Sampa moved to Australia in 2013 to complete a degree in audio engineering. Along the way, her music career took off and she scored several ARIA awards in 2019 and 2020.
But moving back to Zambia during the pandemic has been one of the best things she says she could’ve done. Her upcoming album, As Above, So Below reflects her reconnection with her roots, while also communicating to listeners that her love for music was born out of an upbringing in Africa.
“It’s just making that transition into actually just being very adamant about the source and inspiration behind the music,” she says. “It’s Zambia and me growing up on this side of the world, and I’m making sure I give props to where the source of the music is coming from.
“All those dreams of being an artist began from home and to come here [to Zambia] professionally as Sampa The Great is a full circle moment for me.”
Having enlisted family, friends and Southern African creatives to produce the album, Sampa’s new work will reflect an array of African musical genres including Zamrock, Amapiano, Kwaito hip-hop and more.
A personal highlight during production was collaborating with people she grew up admiring in Zambia’s music scene.
“My executive producer is someone who I watched when I was younger in high school, where I was like, ‘That’s what I want to do, that’s who I want to be’. To actually work with him and create our own music together is such a huge full circle moment.”
As Above, So Below also aims to reveal Sampa’s “highest version of herself, without a mask or role to play”. While living in Australia and creating music, she earned accolades for her work. She was named the Best Female Artist at the 2020 ARIA Awards and also became the first artist to win the Australian Music Prize twice (in 2017 and again in 2020). As successful as her career was, there was often an unspoken responsibility or role she felt compelled to play as a Black artist in the Australian music industry.
In 2019 she became the first woman of colour to win the Best Hip Hop Release category at the ARIA Awards, but her powerful acceptance speech — in which she spoke about diversity and representation in music — was cut from the live TV broadcast. The following year she won in the same ARIAs category, and also called out systemic racism in the music industry during her awards show performance filmed in Botswana.
“There’s definitely a time where I felt like I had to be a certain way because I felt like I had to be an ambassador,” she explains.
“I think around the time The Return (her album in 2019) was coming out and even a bit prior, we were seeing a lot of amazing Black artists in Australia being acknowledged for their work being seen internationally — your Kaiit’s, Remi’s, Sensible J’s — and it was just a thing of, ‘Oh, we’re not underground anymore’, or ‘You can actually see us or you can see a side of Australia that was always here’.
“It’s a pivotal moment to put out your work and show people that you were here.
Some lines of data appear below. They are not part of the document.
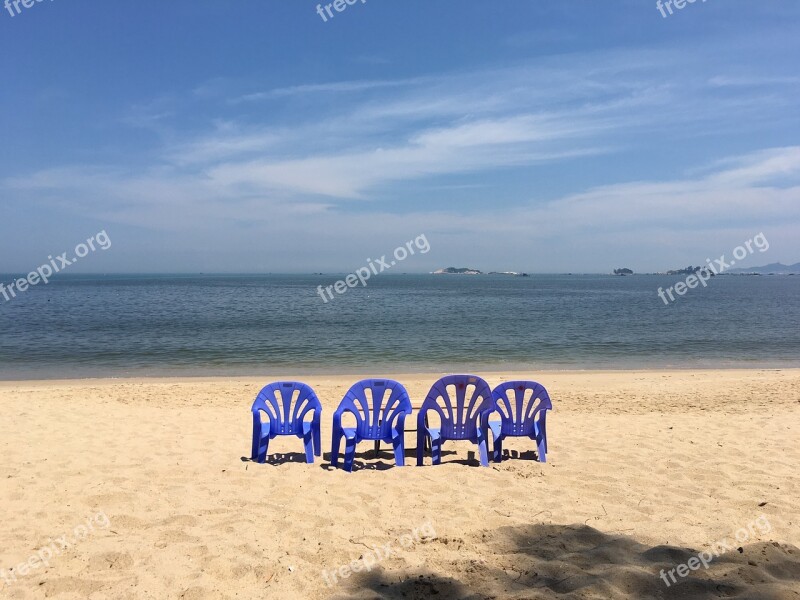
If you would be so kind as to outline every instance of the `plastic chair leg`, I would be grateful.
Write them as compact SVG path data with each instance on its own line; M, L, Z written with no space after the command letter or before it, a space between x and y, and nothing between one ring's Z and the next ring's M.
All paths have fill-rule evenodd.
M547 462L547 439L542 438L539 440L539 444L537 447L537 452L539 454L539 462Z
M494 440L494 462L503 460L503 438L497 437Z
M348 473L353 471L353 461L356 458L356 438L345 437L344 440L344 470Z
M342 433L336 428L333 430L333 441L331 442L331 465L339 466L339 446L342 442Z
M313 440L313 432L311 430L307 431L303 435L303 446L305 446L306 450L306 462L311 464L314 462L314 440Z
M428 436L425 435L424 429L417 430L417 466L422 466L422 460L425 457L425 447L426 447L426 440Z
M314 423L312 429L314 430L314 454L322 456L322 428L319 423Z
M431 438L431 462L435 465L442 464L442 438Z
M489 466L489 444L486 442L486 438L484 437L480 441L478 441L478 453L481 457L481 466L488 467Z
M398 467L405 467L406 466L406 452L405 452L405 444L403 444L403 433L402 432L395 432L394 438L392 439L392 444L394 444L394 463Z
But it was also a moment where you were having your first Black artists to win or your first Black artists to do this, and with that came a lot of pressure — because you were the face of a community or race or agenda.”
Sampa says that by having to behave a certain way and “be perfect”, she felt like she removed a sense of who she was and in turn, it affected her music.
Now having been back at home in Zambia and created music that sings truest to her, she’s looking forward to returning to Australia with a new outlook and sound.
As Above, So Below releases on Friday, September 9.